Weight layout: Master is a flat [InputHeight] gamma vector (no beta/bias term).
LayerNorm (LayerLayerNorm = 9)
What it does: Layer normalization. Computes mean and variance across the feature dimension, normalizes, then applies learnable gamma and beta.
μ = mean(x), σ² = var(x)
x_hat = (x - μ) / sqrt(σ² + ε)
output = γ ⊙ x_hat + β
Weight layout: Master is [2 × InputHeight]: first half is gamma, second half is beta.
Embedding (LayerEmbedding = 13)
What it does: Token lookup table. Given a vector of integer token IDs, returns the corresponding rows from the embedding matrix.
Key fields: VocabSize, EmbeddingDim.
Weight layout: [VocabSize × EmbeddingDim] row-major matrix.
Token IDs: [42, 7, 115]
│
▼ lookup rows 42, 7, 115
┌──────────────────────────────────────────────────┐
│ Embedding Table [VocabSize × EmbeddingDim] │
│ │
│ Row 7: [0.12, -0.33, 0.87, ...] │
│ Row 42: [0.55, 0.11, -0.22, ...] │
│ Row 115: [-0.01, 0.77, 0.44, ...] │
└──────────────────────────────────────────────────┘
│
▼
Output [3, EmbeddingDim] (gradient only applied to used rows)
KMeans (LayerKMeans = 14)
What it does: Differentiable clustering. Computes soft assignment probabilities (or raw feature distances) between the input and a set of learnable cluster centroids.
Key fields:
| Field | Meaning |
|---|---|
NumClusters |
K — number of cluster centers |
InputHeight |
Feature vector size |
KMeansTemperature |
Controls sharpness of soft assignment |
KMeansOutputMode |
"probabilities" or "features" |
Weight layout: [NumClusters × InputHeight] centroid matrix.
Input [batch, featureDim]
│
▼ compute squared distance to each centroid
dist[b, k] = ||input[b] - centroid[k]||²
│
▼ temperature-scaled negative softmax
p[b, k] = softmax(-dist / temperature)
│
▼
Output [batch, NumClusters] (if mode="probabilities")
or [batch, featureDim] (if mode="features")
Softmax (LayerSoftmax = 15)
What it does: Normalizes a vector (or matrix rows) into a probability distribution. Has 10 variants controlled by SoftmaxType. See softmax.md for the full variant reference.
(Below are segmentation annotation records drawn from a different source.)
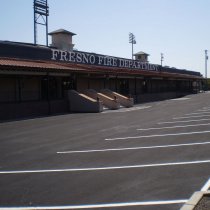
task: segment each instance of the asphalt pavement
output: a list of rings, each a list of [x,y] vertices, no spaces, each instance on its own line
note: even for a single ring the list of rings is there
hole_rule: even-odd
[[[4,122],[0,209],[177,210],[208,182],[209,150],[208,92]]]

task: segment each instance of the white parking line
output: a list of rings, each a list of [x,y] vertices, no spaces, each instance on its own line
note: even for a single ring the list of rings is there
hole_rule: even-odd
[[[120,170],[120,169],[134,169],[134,168],[149,168],[149,167],[165,167],[165,166],[179,166],[179,165],[193,165],[210,163],[210,160],[185,161],[174,163],[156,163],[145,165],[127,165],[127,166],[109,166],[98,168],[68,168],[68,169],[43,169],[43,170],[22,170],[22,171],[0,171],[1,174],[27,174],[27,173],[58,173],[58,172],[81,172],[81,171],[101,171],[101,170]]]
[[[131,108],[122,108],[119,110],[106,110],[104,112],[101,112],[102,114],[107,114],[107,113],[118,113],[118,112],[131,112],[131,111],[137,111],[137,110],[142,110],[142,109],[148,109],[151,106],[140,106],[140,107],[131,107]]]
[[[171,122],[159,122],[158,124],[172,124],[172,123],[188,123],[188,122],[199,122],[199,121],[209,121],[210,119],[200,119],[200,120],[185,120],[185,121],[171,121]]]
[[[170,205],[186,203],[187,199],[182,200],[168,200],[168,201],[146,201],[146,202],[126,202],[126,203],[104,203],[92,205],[71,205],[71,206],[30,206],[30,207],[10,207],[0,208],[1,210],[48,210],[48,209],[93,209],[93,208],[114,208],[114,207],[128,207],[128,206],[152,206],[152,205]]]
[[[162,130],[162,129],[185,128],[185,127],[199,127],[199,126],[205,126],[205,125],[210,125],[210,123],[193,124],[193,125],[177,125],[177,126],[160,127],[160,128],[138,128],[136,130],[139,130],[139,131]]]
[[[127,148],[114,148],[114,149],[98,149],[98,150],[76,150],[76,151],[63,151],[57,152],[57,154],[74,154],[74,153],[93,153],[93,152],[112,152],[112,151],[125,151],[125,150],[142,150],[142,149],[158,149],[158,148],[170,148],[170,147],[183,147],[183,146],[197,146],[210,144],[207,142],[196,142],[188,144],[169,144],[161,146],[147,146],[147,147],[127,147]]]
[[[188,117],[173,117],[173,120],[178,120],[178,119],[188,119],[188,118],[199,118],[199,117],[210,117],[210,115],[193,115],[193,116],[188,116]]]
[[[198,109],[197,111],[198,112],[208,112],[208,111],[210,111],[210,109]]]
[[[193,113],[185,114],[185,115],[198,115],[198,114],[210,114],[210,112],[193,112]]]
[[[201,191],[207,191],[209,188],[210,188],[210,179],[208,179],[208,181],[202,187]]]
[[[187,133],[154,134],[154,135],[148,135],[148,136],[117,137],[117,138],[105,139],[105,141],[126,140],[126,139],[141,139],[141,138],[154,138],[154,137],[166,137],[166,136],[183,136],[183,135],[195,135],[195,134],[204,134],[204,133],[210,133],[210,130],[209,131],[187,132]]]
[[[184,101],[184,100],[189,100],[190,98],[174,98],[170,99],[171,101]]]

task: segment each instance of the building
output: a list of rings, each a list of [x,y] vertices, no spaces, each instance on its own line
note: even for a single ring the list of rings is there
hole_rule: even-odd
[[[73,50],[72,32],[51,32],[50,47],[0,41],[0,120],[72,112],[69,90],[110,89],[135,103],[197,92],[200,73]]]

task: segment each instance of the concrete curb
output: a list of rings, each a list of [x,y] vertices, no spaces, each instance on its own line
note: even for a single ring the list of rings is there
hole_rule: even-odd
[[[210,191],[195,192],[180,210],[193,210],[204,195],[210,195]]]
Key fields: SoftmaxType, Temperature, SoftmaxRows, SoftmaxCols, HierarchyLevels, EntmaxAlpha, Mask, GumbelNoise.
No weights — WeightStore is nil for Softmax layers.
Parallel (LayerParallel = 16)
What it does: Fans the input to N sub-layers simultaneously and combines their outputs. Supports five combination modes.
Key fields:
| Field | Meaning |
|---|---|
ParallelBranches |
[]VolumetricLayer — the sub-layer definitions |
CombineMode |
"add", "avg", "concat", "filter", "grid_scatter" |
FilterGateConfig |
Optional gate network for MoE routing (filter mode) |
Input
│
┌──────────┼──────────┐
▼ ▼ ▼
Branch 0 Branch 1 Branch 2
│ │ │
└──────────┼──────────┘
│
CombineMode:
┌─────────────────────────────────────────┐
│ "add" element-wise sum │
│ "avg" element-wise average │
│ "concat" [b0, b1, b2] concatenated │
│ "filter" gate × b0 + gate × b1 ... │
│ "grid_scatter" same as concat │
└─────────────────────────────────────────┘
│
Output
The preAct tensor returned by ParallelForwardPolymorphic stores the branch preActs in preAct.Nested, enabling correct recursive backpropagation. See parallel_sequential.md.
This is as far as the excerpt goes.